Active in the school district since moving to Quincy in 2002, Petty has been involved with PTA and served on committees as well as the Boundary Advisory Task Force, which drew boundary lines for the five new K-5 buildings, and currently is a member of the District Improvement Committee.

Now she’s excited and a little nervous to work with the board and “see what’s behind the curtain” of operating the school district.

Petty, 49, and her husband Todd have four children — Alexis, Sierra, Jacob and Titus.

“When you’re younger, a lot of things you want during school are things you want for your children, but I think as I’ve evolved and my kids have gotten older, you see the bigger picture,” Petty said. “There’s things you want to make sure all kids in Quincy have the ability to obtain, things that allow everybody to succeed whether that will be going to college or joining a trade. I think we’re heading in the right direction with the programs that we have.”

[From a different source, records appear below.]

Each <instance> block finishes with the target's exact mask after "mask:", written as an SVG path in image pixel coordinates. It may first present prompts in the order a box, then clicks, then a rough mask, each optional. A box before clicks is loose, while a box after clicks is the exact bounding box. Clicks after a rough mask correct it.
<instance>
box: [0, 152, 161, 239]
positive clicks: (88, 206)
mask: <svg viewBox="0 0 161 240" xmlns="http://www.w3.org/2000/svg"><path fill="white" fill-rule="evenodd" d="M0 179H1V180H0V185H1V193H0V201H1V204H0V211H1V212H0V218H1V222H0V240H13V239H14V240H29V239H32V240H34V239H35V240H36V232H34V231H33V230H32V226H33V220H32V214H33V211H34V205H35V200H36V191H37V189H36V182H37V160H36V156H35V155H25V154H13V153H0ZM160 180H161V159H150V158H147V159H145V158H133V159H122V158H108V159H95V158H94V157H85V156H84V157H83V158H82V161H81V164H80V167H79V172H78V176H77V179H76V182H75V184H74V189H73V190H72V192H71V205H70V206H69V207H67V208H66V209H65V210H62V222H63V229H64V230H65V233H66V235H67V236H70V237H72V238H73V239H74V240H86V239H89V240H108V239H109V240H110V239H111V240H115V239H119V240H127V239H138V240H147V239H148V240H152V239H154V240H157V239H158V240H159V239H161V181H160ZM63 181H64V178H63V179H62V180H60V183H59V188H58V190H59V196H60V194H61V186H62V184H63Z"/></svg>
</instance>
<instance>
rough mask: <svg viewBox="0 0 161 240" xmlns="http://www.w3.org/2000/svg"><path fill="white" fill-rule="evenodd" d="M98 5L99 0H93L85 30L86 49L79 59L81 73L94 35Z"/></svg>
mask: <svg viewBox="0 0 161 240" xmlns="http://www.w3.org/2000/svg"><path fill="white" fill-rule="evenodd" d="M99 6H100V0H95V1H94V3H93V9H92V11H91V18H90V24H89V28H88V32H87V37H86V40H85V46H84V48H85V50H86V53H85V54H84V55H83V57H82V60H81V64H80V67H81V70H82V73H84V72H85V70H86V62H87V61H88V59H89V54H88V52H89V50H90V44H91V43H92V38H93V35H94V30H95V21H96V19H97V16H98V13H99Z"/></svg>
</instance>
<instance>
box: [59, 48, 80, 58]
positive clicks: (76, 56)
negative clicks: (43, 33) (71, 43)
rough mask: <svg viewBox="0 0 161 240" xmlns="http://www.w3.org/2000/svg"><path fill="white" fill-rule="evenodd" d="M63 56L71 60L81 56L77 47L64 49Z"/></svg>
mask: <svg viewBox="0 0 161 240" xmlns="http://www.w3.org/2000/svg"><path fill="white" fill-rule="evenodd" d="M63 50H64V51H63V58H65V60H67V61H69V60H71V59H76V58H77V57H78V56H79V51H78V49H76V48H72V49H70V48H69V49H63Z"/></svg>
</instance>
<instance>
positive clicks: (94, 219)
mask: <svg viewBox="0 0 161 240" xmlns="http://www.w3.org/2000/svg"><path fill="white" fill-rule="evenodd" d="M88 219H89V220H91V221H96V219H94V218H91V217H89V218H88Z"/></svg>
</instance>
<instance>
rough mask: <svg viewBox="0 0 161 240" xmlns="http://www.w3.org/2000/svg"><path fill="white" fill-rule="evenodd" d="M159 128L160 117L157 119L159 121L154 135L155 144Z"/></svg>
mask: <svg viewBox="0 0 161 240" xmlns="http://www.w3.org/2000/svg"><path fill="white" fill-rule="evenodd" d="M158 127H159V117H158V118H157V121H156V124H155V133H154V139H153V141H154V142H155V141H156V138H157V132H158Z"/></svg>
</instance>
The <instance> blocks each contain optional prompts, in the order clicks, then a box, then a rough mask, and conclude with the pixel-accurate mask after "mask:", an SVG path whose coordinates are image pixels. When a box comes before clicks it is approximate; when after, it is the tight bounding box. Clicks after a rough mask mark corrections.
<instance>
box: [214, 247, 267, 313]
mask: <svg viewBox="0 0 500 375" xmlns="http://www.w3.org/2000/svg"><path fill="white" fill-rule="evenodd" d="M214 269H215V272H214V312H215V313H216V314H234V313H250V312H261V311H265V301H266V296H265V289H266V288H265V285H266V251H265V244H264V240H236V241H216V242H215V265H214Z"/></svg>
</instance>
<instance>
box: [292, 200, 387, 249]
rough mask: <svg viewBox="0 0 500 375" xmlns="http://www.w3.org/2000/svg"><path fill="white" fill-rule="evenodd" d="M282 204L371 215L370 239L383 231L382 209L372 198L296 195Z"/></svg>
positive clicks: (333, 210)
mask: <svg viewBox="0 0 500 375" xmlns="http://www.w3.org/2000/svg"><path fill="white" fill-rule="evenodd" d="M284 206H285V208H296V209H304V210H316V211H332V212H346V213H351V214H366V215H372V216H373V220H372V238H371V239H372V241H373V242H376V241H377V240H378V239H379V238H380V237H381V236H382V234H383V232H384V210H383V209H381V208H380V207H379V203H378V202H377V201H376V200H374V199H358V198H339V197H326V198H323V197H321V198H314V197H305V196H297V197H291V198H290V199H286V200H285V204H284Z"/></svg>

Ali and McNay were elected as first-time board members in April 2013 from a field of eight candidates, joining the board in what proved to be a pivotal time for Quincy Public Schools with an $89 million building project and hiring a new superintendent.

Incumbent Sheldon Bailey, who joined the board with Ali and McNay, said in October that he did not intend to seek a third term.

The uncontested election is the third in a row for the Quincy School Board after Ali, Bailey and McNay were re-elected without opposition in April 2017 and incumbents Carol Nichols, Jim Whitfield, Mike Troup and Shelley Arns won four-year terms without opposition in April 2019.

Elsewhere in Adams County, other School Board elections also are uncontested. But there are contested races in Brown and Pike counties on the April 6 ballot:

Brown County

Seven candidates seek the three seats up for election in Brown County. On the ballot are John Eichelberger, Todd Koch, Samantha Evans, Elizabeth (Beth) Boylen, Richard Neal Alsup, Carol Howard and Matthew McCaskill. McCaskill is the sole incumbent seeking re-election.

Pike County

Pikeland — Four candidates seek three four-year terms on the School Board. Voters will choose between Dennis Brown, Tara Bradshaw, Richard Myers and Megan Vose. Bradshaw, Myers and Vose are incumbents. In addition, Ed Greening is unopposed to fill an unexpired two-year term.

Western — Kris Koeller, Lorc Weir, Kelsey Schafer and Brian Nation vie for three board seats. Weir and Nation currently serve on the board; Koeller is a former board member.